You can also chop off the last full connect layer and train a SVM on top of it with ccv, I actually plan to do exactly what you guys did with that and train on VOC 2012 dataset.
All in all, ccv 0.6 is a preliminary implementation of convnet, but it is important for a library claims to be "modern" to contain the said implementation. And providing the pre-trained data model with a liberal license (so that you can fine-tune your classification problem on top of the pre-trained data model) is also aligned with ccv's goal.

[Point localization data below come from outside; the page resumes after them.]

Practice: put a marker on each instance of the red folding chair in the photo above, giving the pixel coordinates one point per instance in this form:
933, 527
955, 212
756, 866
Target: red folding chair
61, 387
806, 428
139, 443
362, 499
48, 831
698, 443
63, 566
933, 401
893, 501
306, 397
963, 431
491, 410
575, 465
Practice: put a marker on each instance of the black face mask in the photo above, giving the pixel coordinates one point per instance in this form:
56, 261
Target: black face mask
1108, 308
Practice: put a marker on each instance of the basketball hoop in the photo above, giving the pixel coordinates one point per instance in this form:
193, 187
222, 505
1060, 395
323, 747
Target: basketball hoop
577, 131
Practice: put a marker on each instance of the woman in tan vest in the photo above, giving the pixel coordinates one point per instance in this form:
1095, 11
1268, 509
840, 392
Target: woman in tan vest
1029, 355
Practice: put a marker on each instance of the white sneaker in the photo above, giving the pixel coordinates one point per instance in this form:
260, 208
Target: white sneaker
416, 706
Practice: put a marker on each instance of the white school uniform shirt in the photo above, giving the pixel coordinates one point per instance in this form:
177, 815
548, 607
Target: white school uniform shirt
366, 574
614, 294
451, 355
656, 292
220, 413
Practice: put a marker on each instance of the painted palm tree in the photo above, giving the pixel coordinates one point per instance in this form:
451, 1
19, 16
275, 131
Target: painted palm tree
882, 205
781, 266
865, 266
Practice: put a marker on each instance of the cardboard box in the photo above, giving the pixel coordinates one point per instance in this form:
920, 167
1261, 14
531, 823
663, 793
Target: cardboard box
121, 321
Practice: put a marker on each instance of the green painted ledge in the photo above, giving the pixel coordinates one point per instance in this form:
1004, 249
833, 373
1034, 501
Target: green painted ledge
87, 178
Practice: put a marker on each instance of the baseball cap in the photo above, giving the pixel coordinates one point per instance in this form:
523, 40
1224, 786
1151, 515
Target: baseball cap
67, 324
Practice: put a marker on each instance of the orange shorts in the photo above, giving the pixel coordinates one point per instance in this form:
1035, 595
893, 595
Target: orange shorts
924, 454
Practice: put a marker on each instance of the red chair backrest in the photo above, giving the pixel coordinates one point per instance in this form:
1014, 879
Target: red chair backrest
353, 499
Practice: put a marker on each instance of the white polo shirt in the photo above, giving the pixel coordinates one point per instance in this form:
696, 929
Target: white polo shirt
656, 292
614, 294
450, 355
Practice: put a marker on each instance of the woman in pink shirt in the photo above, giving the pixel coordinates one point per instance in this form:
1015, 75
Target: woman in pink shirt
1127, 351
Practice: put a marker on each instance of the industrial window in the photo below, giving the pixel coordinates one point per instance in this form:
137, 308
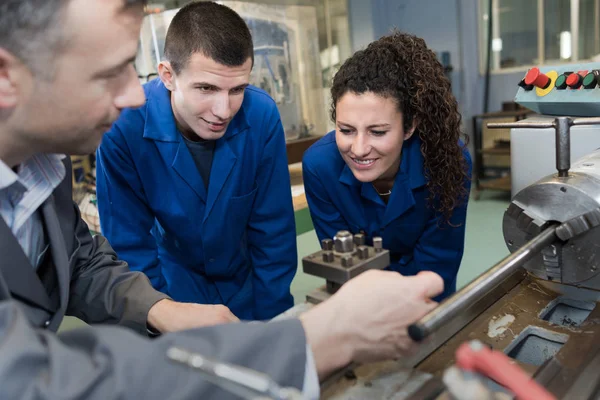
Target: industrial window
536, 32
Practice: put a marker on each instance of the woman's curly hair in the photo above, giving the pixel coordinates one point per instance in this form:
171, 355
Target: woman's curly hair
400, 66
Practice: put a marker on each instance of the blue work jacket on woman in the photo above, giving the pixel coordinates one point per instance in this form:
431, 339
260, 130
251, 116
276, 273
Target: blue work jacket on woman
233, 244
410, 228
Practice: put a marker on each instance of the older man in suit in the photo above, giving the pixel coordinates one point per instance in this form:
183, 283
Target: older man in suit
65, 73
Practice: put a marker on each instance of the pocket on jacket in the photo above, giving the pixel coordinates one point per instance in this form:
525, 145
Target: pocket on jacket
241, 206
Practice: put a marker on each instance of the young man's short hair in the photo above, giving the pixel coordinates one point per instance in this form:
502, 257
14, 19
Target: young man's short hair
214, 30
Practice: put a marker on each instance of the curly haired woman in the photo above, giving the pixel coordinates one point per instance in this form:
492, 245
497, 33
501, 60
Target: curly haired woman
395, 166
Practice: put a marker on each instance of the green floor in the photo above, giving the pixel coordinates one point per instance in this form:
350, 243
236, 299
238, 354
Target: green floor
484, 244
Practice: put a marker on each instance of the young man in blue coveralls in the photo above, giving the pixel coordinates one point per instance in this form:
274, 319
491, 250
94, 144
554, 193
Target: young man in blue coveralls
193, 187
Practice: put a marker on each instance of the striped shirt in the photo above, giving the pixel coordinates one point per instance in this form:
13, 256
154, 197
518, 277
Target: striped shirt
21, 195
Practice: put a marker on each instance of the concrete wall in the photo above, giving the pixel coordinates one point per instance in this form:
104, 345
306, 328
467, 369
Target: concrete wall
446, 25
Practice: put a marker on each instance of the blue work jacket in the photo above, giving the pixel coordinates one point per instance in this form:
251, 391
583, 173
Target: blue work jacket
233, 244
410, 228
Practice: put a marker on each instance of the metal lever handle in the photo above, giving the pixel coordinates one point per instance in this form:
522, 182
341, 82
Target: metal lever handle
493, 364
562, 125
244, 382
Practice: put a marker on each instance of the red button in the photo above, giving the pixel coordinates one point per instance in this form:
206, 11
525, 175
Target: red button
537, 78
574, 81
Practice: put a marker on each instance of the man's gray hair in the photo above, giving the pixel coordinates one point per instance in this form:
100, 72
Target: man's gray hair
32, 30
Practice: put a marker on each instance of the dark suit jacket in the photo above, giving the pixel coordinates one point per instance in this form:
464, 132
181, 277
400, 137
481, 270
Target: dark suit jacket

I hadn't seen the detailed documentation - thanks so much for the acknowledgments there!
And thanks for correcting me about CCV's support for custom architectures and training -- I'd just assumed that it wasn't supported since it wasn't mentioned in the post, but I guess this was more of a marketing decision as most users are probably just interested in feature extraction/classification from the pretrained net. :) I would argue that GPU support is pretty necessary for training modern network architectures a la Krizhevsky to be remotely practical, though.
I apologize if I came off as overly competitive or derisive, this is obviously very nice work and it seems like an attractive option for many users. Always happy to see deep learning made more accessible and open!
On a sort-of-related note: anyone know of a good FOSS library for making a reverse image search? My current method is just to use findimgdupes, but this is rather slow and hard to script around. (Ideally, my desktop with my main private image storage would have a simple web interface that works like tineye.)
You are probably looking for image similarity tools. I've been playing with the IMGSeek tools [1] for a few months in my spare time. My hobby project is to create a reverse image search engine.
It depends - some algorithms exploit correlations between pixels to reduce the computational load. This is bad if the Z channel is not strongly correlated with the others (RGB are very strongly correlated in natural images). Since depth shouldn't usually be correlated with color, this might cause some issues. Some experiments were done in "Learning Feature Representations with K-means", A. Ng. and A. Coates. (http://www.stanford.edu/~acoates/papers/coatesng_nntot2012.p...)
Give it a try, but also look at the underlying assumptions of your algorithm if it performs poorly.